Tra questi ultimi spicca una tassa occulta che una legge dello Stato prevede possa essere stornata a vantaggio delle Opere relative a chiese ed edifici per servizi religiosi. Si tratta di un’importante fetta degli oneri di urbanizzazione secondaria che i Comuni italiani, a discrezione, regalano alla Chiesa Cattolica, talvolta anche ad altre chiese, sottraendo così fondi spesso di vitale importanza per servizi pubblici quali asili nido, edilizia scolastica, servizi sociali.

Si dirà: «Che sarà mai, pochi spiccioli…». Beh, moltiplicate per 8.101 (il numero dei Comuni italiani) e anche una piccola elemosina diventa una grossa cifra. Ma grande quanto? Nell’inchiesta condotta dall’Uaar  ICostiDellaChiesa la stima è di 94,1 milioni di euro l’anno.

Eppure i comuni non sono affatto obbligati versare alle Chiese questi fondi che, secondo una sentenza del TAR, non sono neppure dovuti a chi già gode del privilegio dell’Otto per mille. Tantomeno le Regioni sono tenute a imporre ai Comuni, tramite leggi regionali, percentuali minime di oneri di urbanizzazione destinare all’edilizia di culto.

È dunque solo una scelta degli amministratori pubblici beneficiare le confessioni di finanziamenti che potrebbero invece essere indirizzati a vantaggio di tutti i cittadini. Scelta che può essere certamente dettata da clericalismo, ma anche da un burocratico rinnovo di privilegî concessi negli anni precedenti, o da un timore di scontentare i privilegiati e il loro elettorato in assenza di voci che li mettano di fronte alle loro responsabilità.

Per dar fiato a queste voci l’UAAR invita tutti i cittadini a richiedere ai Comuni di residenza le delibere di attribuzione degli oneri di urbanizzazione secondaria all’edilizia di culto, in nome del diritto, concesso a chiunque, «di accedere ai dati e ai documenti posseduti dalle pubbliche amministrazione» (FOIA).
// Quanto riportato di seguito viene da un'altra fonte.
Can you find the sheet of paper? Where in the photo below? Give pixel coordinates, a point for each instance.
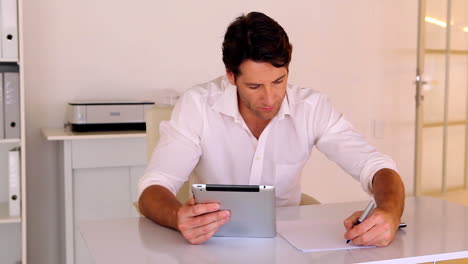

Alcuni Comuni mettono in rete questi documenti, ma spesso solo per periodi temporanei o in pagine dei loro siti difficilmente individuabili. Una volta recuperati questi atti, invitiamo a trasmetterli in formato elettronico all’indirizzo: oneri@uaar.it

Abbiamo predisposto una banca dati, ma solo con l’attivismo dei cittadini, non solo dei soci e delle strutture territoriali UAAR, potremo aumentare il numero di comuni esaminati e tenere aggiornata e a disposizione di tutti questa banca dati. La ricerca degli atti sarà anche l’occasione per i cittadini dei vari Comuni di verificare come vengono spesi i nostri soldi e come fin troppo spesso ciò avvenga secondo criteri di clientela o in sussiego a uno sfrontato confessionalismo.